The turbaning ceremony was held in the Government House Kano amid tight security as protesters burnt tyres in rejection of Sanusi's choice.
Princes took turns to pay their respect to the new king, who is the nephew of Bayero, who died on Friday at the age of 83.
But the Bayero princes were conspicuously missing at the ceremony, underlining a deep rift among the royals.
The new emir comes well recommended, credited with first-class education, including in Arabic. He holds a degree in Islamic banking and sharia.
The ruling People's Democratic Party (PDP) of President Goodluck Jonathan has refused to congratulate Sanusi.

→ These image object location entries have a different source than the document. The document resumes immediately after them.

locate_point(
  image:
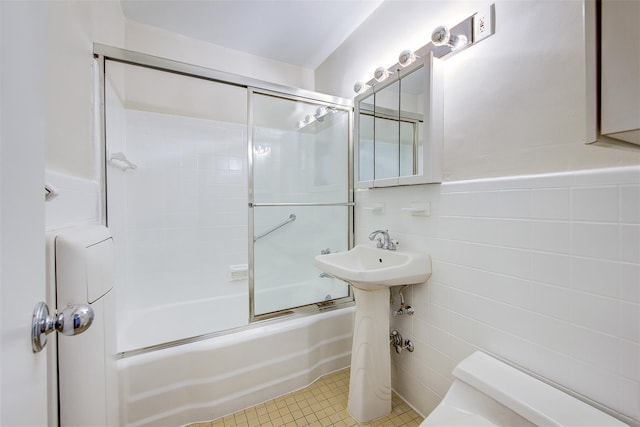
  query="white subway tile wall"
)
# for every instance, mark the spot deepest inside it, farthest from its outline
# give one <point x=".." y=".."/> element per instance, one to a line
<point x="542" y="270"/>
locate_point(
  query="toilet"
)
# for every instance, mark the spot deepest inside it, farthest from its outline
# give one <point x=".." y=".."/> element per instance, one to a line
<point x="488" y="392"/>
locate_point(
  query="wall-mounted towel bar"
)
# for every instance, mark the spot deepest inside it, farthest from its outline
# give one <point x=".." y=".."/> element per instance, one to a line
<point x="291" y="218"/>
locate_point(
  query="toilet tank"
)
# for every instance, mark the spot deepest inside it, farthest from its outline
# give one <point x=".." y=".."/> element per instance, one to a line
<point x="83" y="264"/>
<point x="530" y="398"/>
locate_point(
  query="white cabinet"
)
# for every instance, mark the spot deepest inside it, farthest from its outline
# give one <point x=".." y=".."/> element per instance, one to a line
<point x="620" y="70"/>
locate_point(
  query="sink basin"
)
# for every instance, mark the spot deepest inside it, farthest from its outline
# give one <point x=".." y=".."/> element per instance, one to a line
<point x="370" y="268"/>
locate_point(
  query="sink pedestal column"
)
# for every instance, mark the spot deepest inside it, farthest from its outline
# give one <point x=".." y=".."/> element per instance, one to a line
<point x="370" y="381"/>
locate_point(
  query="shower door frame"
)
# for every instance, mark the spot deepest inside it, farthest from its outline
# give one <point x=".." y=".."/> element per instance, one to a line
<point x="102" y="53"/>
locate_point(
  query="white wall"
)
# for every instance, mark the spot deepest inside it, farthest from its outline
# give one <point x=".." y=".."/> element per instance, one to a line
<point x="543" y="269"/>
<point x="155" y="41"/>
<point x="515" y="103"/>
<point x="73" y="28"/>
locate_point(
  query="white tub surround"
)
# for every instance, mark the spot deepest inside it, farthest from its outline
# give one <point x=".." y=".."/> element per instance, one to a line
<point x="212" y="378"/>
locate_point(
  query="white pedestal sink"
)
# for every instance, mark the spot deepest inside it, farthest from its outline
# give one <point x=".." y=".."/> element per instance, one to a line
<point x="371" y="272"/>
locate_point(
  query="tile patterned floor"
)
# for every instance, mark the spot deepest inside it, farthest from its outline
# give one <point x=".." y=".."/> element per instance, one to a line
<point x="323" y="403"/>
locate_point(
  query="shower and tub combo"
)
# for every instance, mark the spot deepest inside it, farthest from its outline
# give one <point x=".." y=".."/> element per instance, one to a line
<point x="219" y="192"/>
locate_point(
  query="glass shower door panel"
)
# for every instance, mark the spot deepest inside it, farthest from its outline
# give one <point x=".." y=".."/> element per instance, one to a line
<point x="300" y="200"/>
<point x="284" y="274"/>
<point x="300" y="151"/>
<point x="178" y="209"/>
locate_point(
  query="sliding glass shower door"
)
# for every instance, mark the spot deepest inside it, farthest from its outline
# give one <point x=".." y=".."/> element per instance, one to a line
<point x="299" y="200"/>
<point x="219" y="195"/>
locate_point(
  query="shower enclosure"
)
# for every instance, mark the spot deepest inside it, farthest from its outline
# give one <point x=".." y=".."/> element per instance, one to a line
<point x="220" y="190"/>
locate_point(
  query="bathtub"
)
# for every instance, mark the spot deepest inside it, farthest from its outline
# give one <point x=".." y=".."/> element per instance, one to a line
<point x="212" y="378"/>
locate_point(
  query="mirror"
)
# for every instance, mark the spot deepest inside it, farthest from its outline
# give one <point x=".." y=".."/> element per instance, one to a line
<point x="386" y="127"/>
<point x="399" y="128"/>
<point x="364" y="128"/>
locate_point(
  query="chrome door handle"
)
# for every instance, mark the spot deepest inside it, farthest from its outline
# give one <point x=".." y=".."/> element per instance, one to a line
<point x="73" y="320"/>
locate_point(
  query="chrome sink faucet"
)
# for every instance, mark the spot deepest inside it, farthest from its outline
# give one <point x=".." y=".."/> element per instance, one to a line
<point x="385" y="241"/>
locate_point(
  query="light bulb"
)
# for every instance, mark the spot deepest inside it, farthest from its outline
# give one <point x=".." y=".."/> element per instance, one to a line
<point x="406" y="57"/>
<point x="380" y="74"/>
<point x="359" y="87"/>
<point x="441" y="36"/>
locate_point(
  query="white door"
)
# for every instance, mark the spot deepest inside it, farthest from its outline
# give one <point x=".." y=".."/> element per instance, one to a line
<point x="23" y="31"/>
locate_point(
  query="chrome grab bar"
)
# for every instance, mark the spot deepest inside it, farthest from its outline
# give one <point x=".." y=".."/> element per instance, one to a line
<point x="291" y="218"/>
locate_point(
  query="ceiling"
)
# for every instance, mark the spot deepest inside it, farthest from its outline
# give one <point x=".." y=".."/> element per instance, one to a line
<point x="298" y="32"/>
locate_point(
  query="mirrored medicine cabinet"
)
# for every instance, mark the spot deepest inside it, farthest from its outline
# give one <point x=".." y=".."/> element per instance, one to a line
<point x="399" y="127"/>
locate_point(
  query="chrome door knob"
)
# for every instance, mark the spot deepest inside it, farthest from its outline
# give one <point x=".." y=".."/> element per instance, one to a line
<point x="73" y="320"/>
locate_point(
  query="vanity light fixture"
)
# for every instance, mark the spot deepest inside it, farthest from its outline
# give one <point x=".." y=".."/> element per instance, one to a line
<point x="380" y="74"/>
<point x="444" y="42"/>
<point x="441" y="36"/>
<point x="406" y="57"/>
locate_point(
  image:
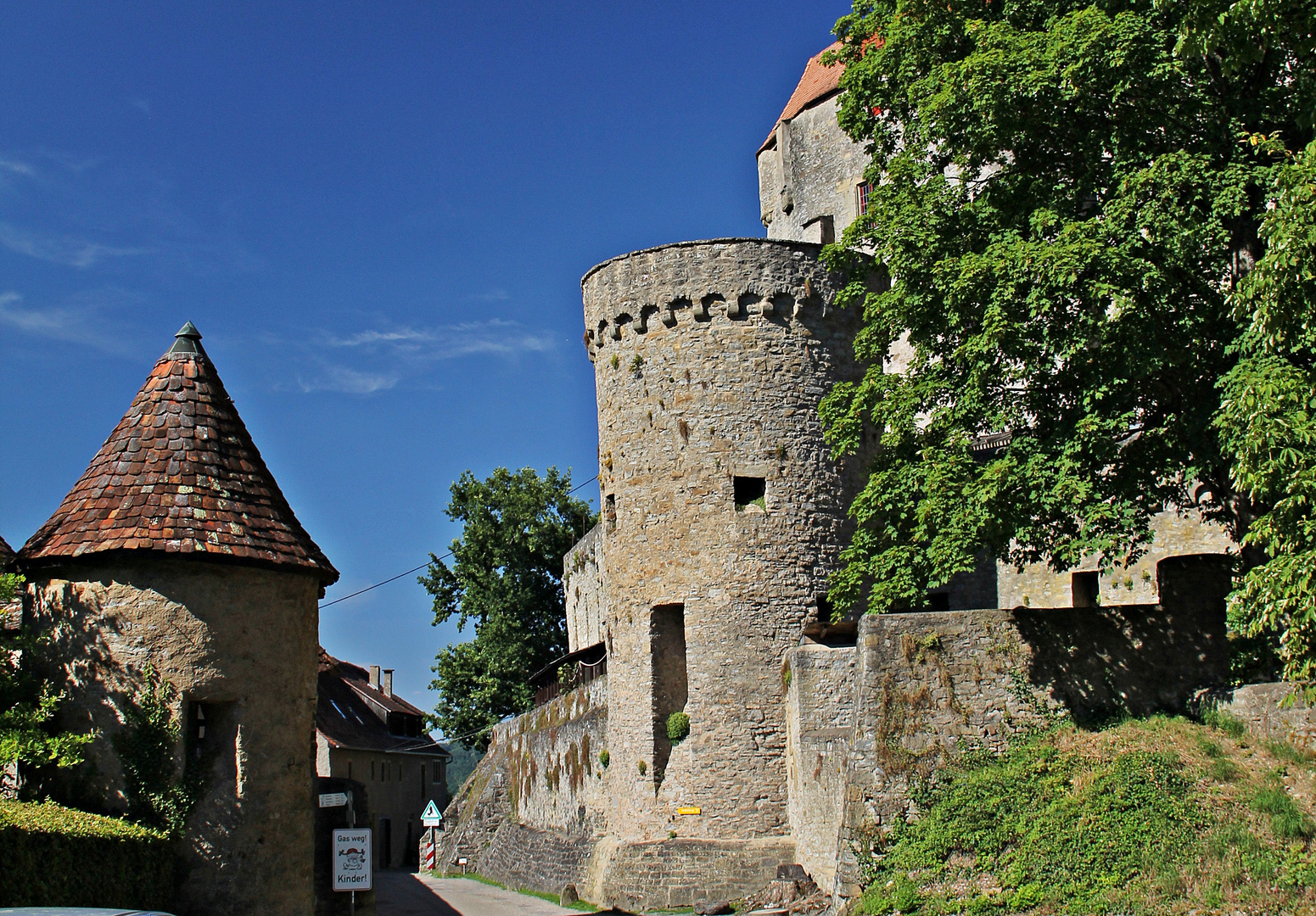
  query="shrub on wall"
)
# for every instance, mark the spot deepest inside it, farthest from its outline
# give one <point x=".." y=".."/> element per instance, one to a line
<point x="59" y="857"/>
<point x="678" y="727"/>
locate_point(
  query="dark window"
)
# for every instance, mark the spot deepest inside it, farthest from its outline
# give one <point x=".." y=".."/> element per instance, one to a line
<point x="1086" y="589"/>
<point x="749" y="491"/>
<point x="824" y="610"/>
<point x="670" y="678"/>
<point x="865" y="191"/>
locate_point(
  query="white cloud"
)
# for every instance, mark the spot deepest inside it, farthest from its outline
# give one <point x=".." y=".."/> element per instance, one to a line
<point x="346" y="381"/>
<point x="17" y="167"/>
<point x="384" y="357"/>
<point x="76" y="326"/>
<point x="451" y="341"/>
<point x="61" y="249"/>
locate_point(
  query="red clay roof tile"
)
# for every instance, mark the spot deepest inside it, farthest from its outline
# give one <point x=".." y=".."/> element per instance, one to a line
<point x="816" y="83"/>
<point x="181" y="450"/>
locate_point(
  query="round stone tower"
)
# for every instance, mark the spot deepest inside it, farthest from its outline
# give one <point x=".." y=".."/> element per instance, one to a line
<point x="723" y="517"/>
<point x="176" y="553"/>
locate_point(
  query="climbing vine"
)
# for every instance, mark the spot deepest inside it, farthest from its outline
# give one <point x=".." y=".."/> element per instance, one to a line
<point x="157" y="796"/>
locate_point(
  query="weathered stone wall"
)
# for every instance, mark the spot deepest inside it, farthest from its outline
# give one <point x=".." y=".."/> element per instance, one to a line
<point x="676" y="873"/>
<point x="809" y="170"/>
<point x="1275" y="712"/>
<point x="819" y="723"/>
<point x="709" y="362"/>
<point x="238" y="637"/>
<point x="529" y="813"/>
<point x="929" y="684"/>
<point x="582" y="582"/>
<point x="1173" y="534"/>
<point x="547" y="861"/>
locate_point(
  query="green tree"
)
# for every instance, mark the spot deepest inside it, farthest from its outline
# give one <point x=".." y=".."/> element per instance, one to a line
<point x="1063" y="200"/>
<point x="506" y="581"/>
<point x="28" y="703"/>
<point x="1268" y="422"/>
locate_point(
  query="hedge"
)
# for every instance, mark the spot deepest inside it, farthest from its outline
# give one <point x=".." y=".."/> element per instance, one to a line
<point x="52" y="856"/>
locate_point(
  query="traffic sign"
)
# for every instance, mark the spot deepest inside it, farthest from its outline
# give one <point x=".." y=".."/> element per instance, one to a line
<point x="430" y="816"/>
<point x="351" y="860"/>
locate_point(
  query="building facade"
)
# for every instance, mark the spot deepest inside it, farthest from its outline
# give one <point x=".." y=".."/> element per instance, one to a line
<point x="702" y="593"/>
<point x="176" y="557"/>
<point x="366" y="732"/>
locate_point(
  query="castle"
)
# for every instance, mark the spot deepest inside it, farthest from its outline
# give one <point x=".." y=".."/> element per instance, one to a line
<point x="703" y="591"/>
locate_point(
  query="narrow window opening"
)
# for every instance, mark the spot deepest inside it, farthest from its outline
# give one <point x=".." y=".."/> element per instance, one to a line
<point x="1086" y="589"/>
<point x="826" y="610"/>
<point x="865" y="193"/>
<point x="750" y="493"/>
<point x="670" y="679"/>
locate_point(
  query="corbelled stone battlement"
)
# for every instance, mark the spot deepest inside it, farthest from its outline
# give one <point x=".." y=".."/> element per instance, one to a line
<point x="726" y="278"/>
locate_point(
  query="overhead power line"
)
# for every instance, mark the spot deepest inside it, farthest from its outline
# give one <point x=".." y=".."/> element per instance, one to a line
<point x="425" y="563"/>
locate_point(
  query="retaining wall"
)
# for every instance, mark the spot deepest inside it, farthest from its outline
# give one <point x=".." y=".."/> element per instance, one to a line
<point x="931" y="684"/>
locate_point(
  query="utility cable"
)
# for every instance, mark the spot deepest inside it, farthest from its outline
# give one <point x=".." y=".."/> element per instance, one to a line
<point x="425" y="563"/>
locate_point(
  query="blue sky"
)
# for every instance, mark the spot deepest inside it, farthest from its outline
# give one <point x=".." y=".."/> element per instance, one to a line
<point x="378" y="215"/>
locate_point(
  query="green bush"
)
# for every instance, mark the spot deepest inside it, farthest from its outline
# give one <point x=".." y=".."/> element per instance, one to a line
<point x="1055" y="828"/>
<point x="59" y="857"/>
<point x="1287" y="822"/>
<point x="678" y="727"/>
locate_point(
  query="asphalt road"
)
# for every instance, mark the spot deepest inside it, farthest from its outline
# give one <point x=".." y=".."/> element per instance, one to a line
<point x="406" y="894"/>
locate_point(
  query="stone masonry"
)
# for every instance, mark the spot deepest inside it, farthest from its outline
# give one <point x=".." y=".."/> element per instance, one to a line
<point x="176" y="553"/>
<point x="723" y="517"/>
<point x="709" y="362"/>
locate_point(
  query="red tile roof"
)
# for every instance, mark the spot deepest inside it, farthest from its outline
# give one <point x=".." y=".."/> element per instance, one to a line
<point x="351" y="713"/>
<point x="181" y="475"/>
<point x="816" y="85"/>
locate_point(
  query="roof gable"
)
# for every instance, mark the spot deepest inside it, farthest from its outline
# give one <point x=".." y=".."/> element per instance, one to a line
<point x="179" y="474"/>
<point x="351" y="713"/>
<point x="816" y="83"/>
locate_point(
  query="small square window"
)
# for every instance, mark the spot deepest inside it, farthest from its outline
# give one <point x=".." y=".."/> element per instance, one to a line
<point x="1086" y="589"/>
<point x="750" y="491"/>
<point x="865" y="193"/>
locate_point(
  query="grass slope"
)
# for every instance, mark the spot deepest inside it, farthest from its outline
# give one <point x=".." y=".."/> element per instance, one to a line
<point x="1148" y="816"/>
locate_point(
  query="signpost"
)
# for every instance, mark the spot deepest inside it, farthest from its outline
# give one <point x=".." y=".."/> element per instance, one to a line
<point x="429" y="818"/>
<point x="353" y="857"/>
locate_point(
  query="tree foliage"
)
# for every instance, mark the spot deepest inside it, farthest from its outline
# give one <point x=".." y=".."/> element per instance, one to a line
<point x="1268" y="420"/>
<point x="506" y="581"/>
<point x="1063" y="199"/>
<point x="28" y="703"/>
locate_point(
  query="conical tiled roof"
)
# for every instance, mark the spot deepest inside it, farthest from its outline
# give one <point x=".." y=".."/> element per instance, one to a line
<point x="181" y="475"/>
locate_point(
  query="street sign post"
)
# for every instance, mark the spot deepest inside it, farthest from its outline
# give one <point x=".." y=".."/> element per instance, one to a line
<point x="353" y="861"/>
<point x="430" y="816"/>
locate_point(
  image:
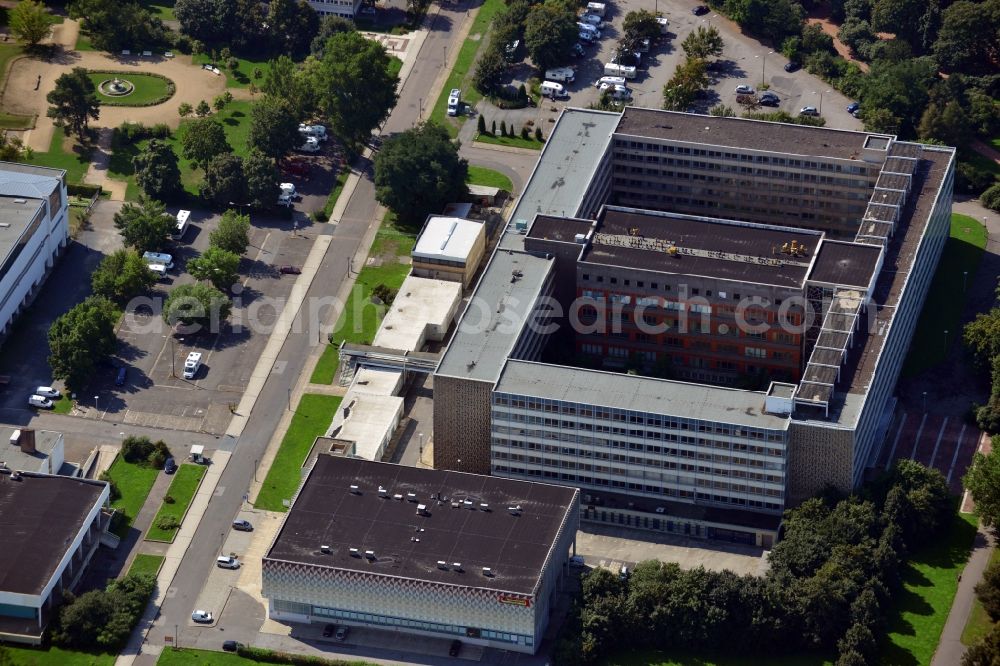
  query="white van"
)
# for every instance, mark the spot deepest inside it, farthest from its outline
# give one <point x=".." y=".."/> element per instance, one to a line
<point x="563" y="74"/>
<point x="627" y="71"/>
<point x="183" y="217"/>
<point x="158" y="258"/>
<point x="553" y="89"/>
<point x="191" y="365"/>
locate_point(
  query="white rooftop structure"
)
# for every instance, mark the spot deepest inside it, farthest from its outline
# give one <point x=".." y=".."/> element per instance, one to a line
<point x="448" y="238"/>
<point x="422" y="310"/>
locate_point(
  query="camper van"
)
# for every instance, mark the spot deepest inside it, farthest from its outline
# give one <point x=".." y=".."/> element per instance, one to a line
<point x="627" y="71"/>
<point x="553" y="89"/>
<point x="561" y="74"/>
<point x="180" y="228"/>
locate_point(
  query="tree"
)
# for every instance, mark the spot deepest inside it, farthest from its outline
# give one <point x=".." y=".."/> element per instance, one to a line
<point x="969" y="38"/>
<point x="79" y="338"/>
<point x="262" y="177"/>
<point x="982" y="480"/>
<point x="232" y="234"/>
<point x="30" y="21"/>
<point x="490" y="71"/>
<point x="550" y="34"/>
<point x="640" y="25"/>
<point x="203" y="140"/>
<point x="144" y="225"/>
<point x="418" y="171"/>
<point x="156" y="170"/>
<point x="354" y="87"/>
<point x="74" y="101"/>
<point x="329" y="26"/>
<point x="274" y="129"/>
<point x="122" y="275"/>
<point x="224" y="180"/>
<point x="215" y="265"/>
<point x="196" y="307"/>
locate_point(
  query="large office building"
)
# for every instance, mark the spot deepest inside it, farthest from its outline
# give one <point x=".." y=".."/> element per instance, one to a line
<point x="420" y="551"/>
<point x="34" y="228"/>
<point x="51" y="526"/>
<point x="697" y="321"/>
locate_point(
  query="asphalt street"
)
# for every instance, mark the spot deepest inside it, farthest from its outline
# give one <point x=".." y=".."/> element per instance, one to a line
<point x="348" y="233"/>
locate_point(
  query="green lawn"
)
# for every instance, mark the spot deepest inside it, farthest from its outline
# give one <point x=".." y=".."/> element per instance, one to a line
<point x="660" y="658"/>
<point x="76" y="162"/>
<point x="134" y="483"/>
<point x="513" y="141"/>
<point x="943" y="309"/>
<point x="489" y="177"/>
<point x="187" y="478"/>
<point x="461" y="74"/>
<point x="242" y="76"/>
<point x="920" y="609"/>
<point x="148" y="89"/>
<point x="360" y="319"/>
<point x="144" y="563"/>
<point x="235" y="119"/>
<point x="24" y="656"/>
<point x="312" y="417"/>
<point x="979" y="623"/>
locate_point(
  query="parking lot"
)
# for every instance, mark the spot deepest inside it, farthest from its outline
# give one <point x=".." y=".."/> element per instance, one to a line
<point x="743" y="61"/>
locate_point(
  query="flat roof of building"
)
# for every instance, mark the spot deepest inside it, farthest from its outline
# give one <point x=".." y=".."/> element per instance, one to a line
<point x="14" y="458"/>
<point x="640" y="394"/>
<point x="448" y="239"/>
<point x="495" y="316"/>
<point x="565" y="168"/>
<point x="419" y="303"/>
<point x="327" y="513"/>
<point x="743" y="133"/>
<point x="705" y="247"/>
<point x="40" y="516"/>
<point x="846" y="264"/>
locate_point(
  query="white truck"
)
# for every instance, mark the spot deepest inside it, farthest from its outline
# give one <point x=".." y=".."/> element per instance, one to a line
<point x="560" y="74"/>
<point x="191" y="365"/>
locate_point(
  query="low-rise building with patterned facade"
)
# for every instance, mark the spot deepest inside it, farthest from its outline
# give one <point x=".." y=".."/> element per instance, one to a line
<point x="427" y="552"/>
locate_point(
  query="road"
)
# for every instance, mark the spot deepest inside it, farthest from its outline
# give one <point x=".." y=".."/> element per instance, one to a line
<point x="348" y="233"/>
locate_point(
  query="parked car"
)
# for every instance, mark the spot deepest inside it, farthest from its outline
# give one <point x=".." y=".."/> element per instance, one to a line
<point x="227" y="562"/>
<point x="39" y="402"/>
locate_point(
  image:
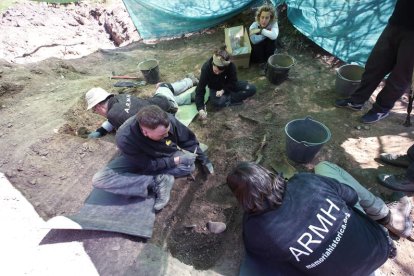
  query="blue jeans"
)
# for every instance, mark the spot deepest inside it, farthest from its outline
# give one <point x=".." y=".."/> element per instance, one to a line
<point x="120" y="177"/>
<point x="392" y="54"/>
<point x="373" y="206"/>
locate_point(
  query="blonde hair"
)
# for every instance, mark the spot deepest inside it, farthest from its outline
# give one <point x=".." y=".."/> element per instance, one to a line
<point x="266" y="8"/>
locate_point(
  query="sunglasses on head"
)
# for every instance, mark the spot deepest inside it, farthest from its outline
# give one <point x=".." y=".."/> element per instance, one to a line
<point x="221" y="68"/>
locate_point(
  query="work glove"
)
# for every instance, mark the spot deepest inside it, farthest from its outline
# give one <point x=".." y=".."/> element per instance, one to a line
<point x="255" y="31"/>
<point x="187" y="158"/>
<point x="208" y="168"/>
<point x="202" y="114"/>
<point x="219" y="93"/>
<point x="94" y="135"/>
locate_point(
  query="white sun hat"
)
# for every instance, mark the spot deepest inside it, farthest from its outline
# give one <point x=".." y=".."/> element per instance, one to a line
<point x="95" y="96"/>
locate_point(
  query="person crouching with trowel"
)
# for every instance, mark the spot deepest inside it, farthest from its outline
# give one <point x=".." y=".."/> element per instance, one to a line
<point x="155" y="147"/>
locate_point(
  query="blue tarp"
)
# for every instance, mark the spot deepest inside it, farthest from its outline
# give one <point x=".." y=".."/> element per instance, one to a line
<point x="347" y="29"/>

The president has been at war with Sanusi since suspending him as CBN boss last February on accusations of financial recklessness, an action Sanusi is still challenging in court.
Sanusi is seen by many as pandering to the opposition All Progressive Congress (APC) whose leadership are reportedly in Kano on a condolence visit to the state government and the emirate council.
The ruling party has already withdrawn an earlier congratulatory message to Bayero's eldest son on his alleged announcement as the new emir.
The law empowers the governor to appoint any suitable candidate from the royal family - based on recommendations from traditional kingmakers - as the emir following the death or deposition of the incumbent.
A top source in the presidency claims that Kano governor Rabiu Kwankwaso, an APC chieftain, had manipulated the process in favor of Sanusi to spite President Jonathan.
"We will see how he would preside Kano," the source said. "Every Kano person is not happy at all. He wasn't the choice of the people and the emirate council. The palace is locked as I speak with you," the source added.
Rumors had been circulated earlier Monday that some members of the emirate council planned to announce a counter emir.
Emirs are considered very influential as custodians of culture and religion in Nigeria's north, though they boast no constitutional power.
The emir of Kano comes second only to the Sultan of Sokoto in honor among the mostly Muslim northern population. The sultan, naturally the president general of the Nigerian Supreme Council for Islamic Affairs, is the official head of the Nigerian Muslims.